Sinto que este livro é uma autêntica celebração da banda desenhada em vários quadrantes: dos autores que já não estão entre nós, mas cujas obras passarão o teste do tempo; dos autores atuais que aqui deram o seu talento e coração à iniciativa, presenteando-nos com a sua arte; dos autores dos textos (alguns deles muito sentidos) que fazem uma boa introdução informativa à obra dos autores homenageados… enfim, está aqui muito bem representada uma boa parte do setor da banda desenhada nacional, atrevo-me a dizer.
Acho só que há algo em que o livro peca e que lamento que ninguém tenha chamado à atenção. Pelo seu cariz de livro de caráter consultivo, lamenta-se a inexistência de um índice com as obras que aqui são homenageadas. Num livro assim, era algo obrigatório e fácil de fazer, uma vez que só pressuporia uma mísera página. Para alguns, isto pode parecer um pequeno erro sem importância mas, para mim, e olhando para o cariz de prontuário da banda desenhada nacional que o livro parece reclamar para si mesmo, acho um erro lamentável.

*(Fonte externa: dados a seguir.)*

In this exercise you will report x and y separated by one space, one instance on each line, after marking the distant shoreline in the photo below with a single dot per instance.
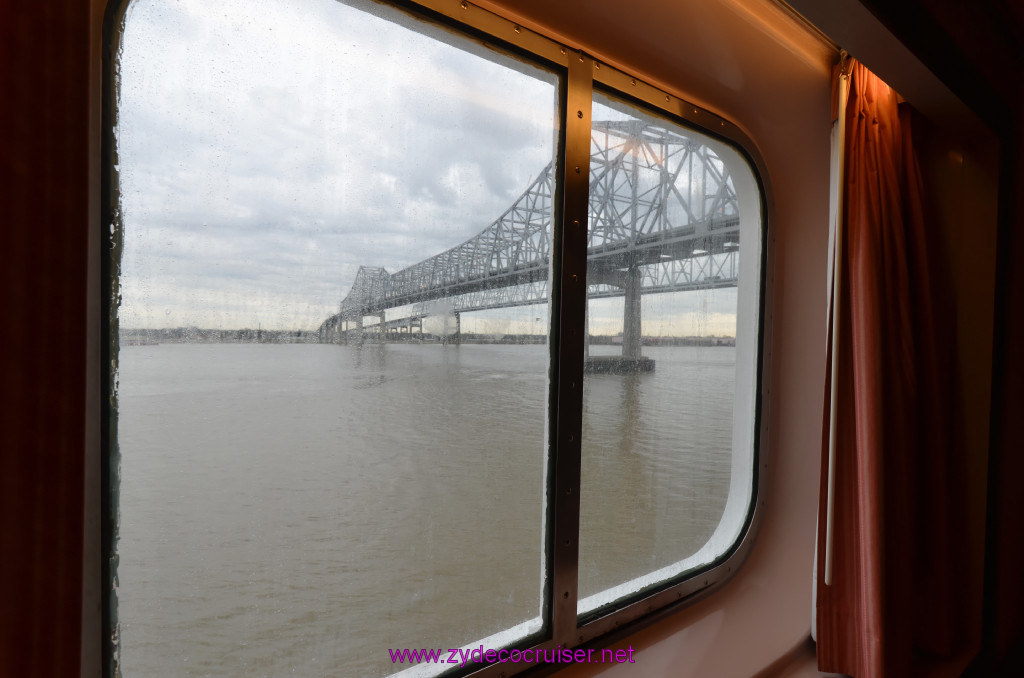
136 337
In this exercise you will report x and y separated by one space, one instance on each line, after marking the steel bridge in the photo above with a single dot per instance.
664 217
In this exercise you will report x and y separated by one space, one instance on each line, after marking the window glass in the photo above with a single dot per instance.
298 496
669 388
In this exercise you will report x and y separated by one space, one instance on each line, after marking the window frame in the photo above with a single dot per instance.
581 75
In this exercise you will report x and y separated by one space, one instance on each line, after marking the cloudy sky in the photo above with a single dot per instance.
267 149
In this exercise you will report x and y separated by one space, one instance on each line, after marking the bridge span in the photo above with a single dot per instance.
664 217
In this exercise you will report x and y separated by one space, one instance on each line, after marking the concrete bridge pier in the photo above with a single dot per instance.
631 314
632 359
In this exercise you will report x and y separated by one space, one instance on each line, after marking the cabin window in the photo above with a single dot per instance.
668 421
343 419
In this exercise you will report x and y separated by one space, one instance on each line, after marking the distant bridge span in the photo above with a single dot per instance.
664 217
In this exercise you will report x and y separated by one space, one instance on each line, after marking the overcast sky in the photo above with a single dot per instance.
267 149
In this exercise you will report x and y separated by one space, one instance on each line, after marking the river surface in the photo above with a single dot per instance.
300 509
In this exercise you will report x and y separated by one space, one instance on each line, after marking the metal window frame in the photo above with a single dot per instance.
581 75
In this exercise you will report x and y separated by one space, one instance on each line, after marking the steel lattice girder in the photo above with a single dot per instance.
658 200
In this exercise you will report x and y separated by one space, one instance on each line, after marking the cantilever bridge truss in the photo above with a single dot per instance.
663 212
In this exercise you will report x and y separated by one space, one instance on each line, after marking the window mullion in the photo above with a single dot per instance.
570 301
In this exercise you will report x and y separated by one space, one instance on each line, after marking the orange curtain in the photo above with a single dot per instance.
893 604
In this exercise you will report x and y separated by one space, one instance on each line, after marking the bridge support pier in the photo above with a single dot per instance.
631 359
631 314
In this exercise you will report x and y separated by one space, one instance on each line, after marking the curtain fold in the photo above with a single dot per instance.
895 599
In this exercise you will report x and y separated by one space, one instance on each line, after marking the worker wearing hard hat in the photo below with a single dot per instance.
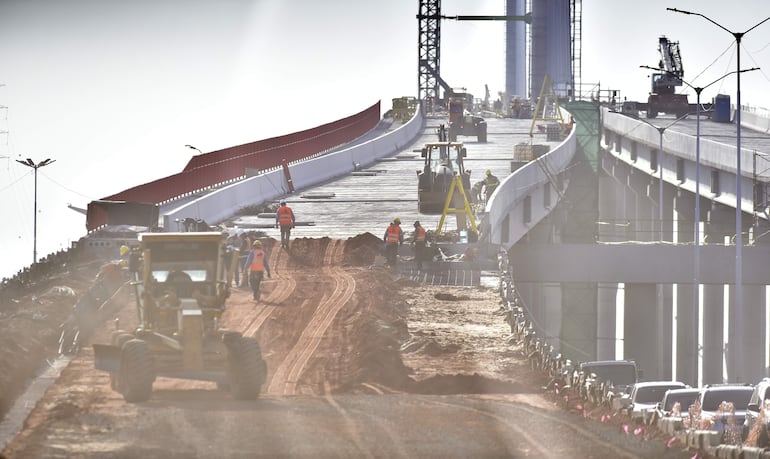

Creio também que, em termos de arranjo gráfico e paginação, o livro poderia ter recebido um melhor tratamento. Não obstante, tenho que destacar a muito inspirada ilustração de capa, do autor Pedro Morais, que está muito bela e que consegue prestar homenagens várias e esconder easter eggs deliciosos de descodificar. Muitas vezes digo que uma capa pode - e deve! – vender um livro. E esta capa, com uma ilustração assim, fá-lo muitíssimo bem.
Meus amigos, quanto a mim, este é dos lançamentos mais impressionantes do ano! Estamos a falar de um livro com quase 500(!) páginas, que nos conta, com um detalhe impressionante, tudo e mais alguma coisa sobre Tex, o famoso cowboy da Sergio Bonelli Editore.
Este livro é uma autêntica "bíblia", uma autêntica "enciclopédia", um autêntico "manual de A a Z", um autêntico tour de force. Passei horas de volta dele e sinto que ainda há tanto e tanto por saber e aprender com este livro. Sei que Mário João Marques demorou mais do que 10 anos a conceber este “monstro”, no bom sentido da palavra. E digo-vos que, olhando para a quantidade e qualidade do conteúdo, para a atenção ao detalhe, até me parece que o fluxo de trabalho do autor para 10 anos… foi bastante rápido.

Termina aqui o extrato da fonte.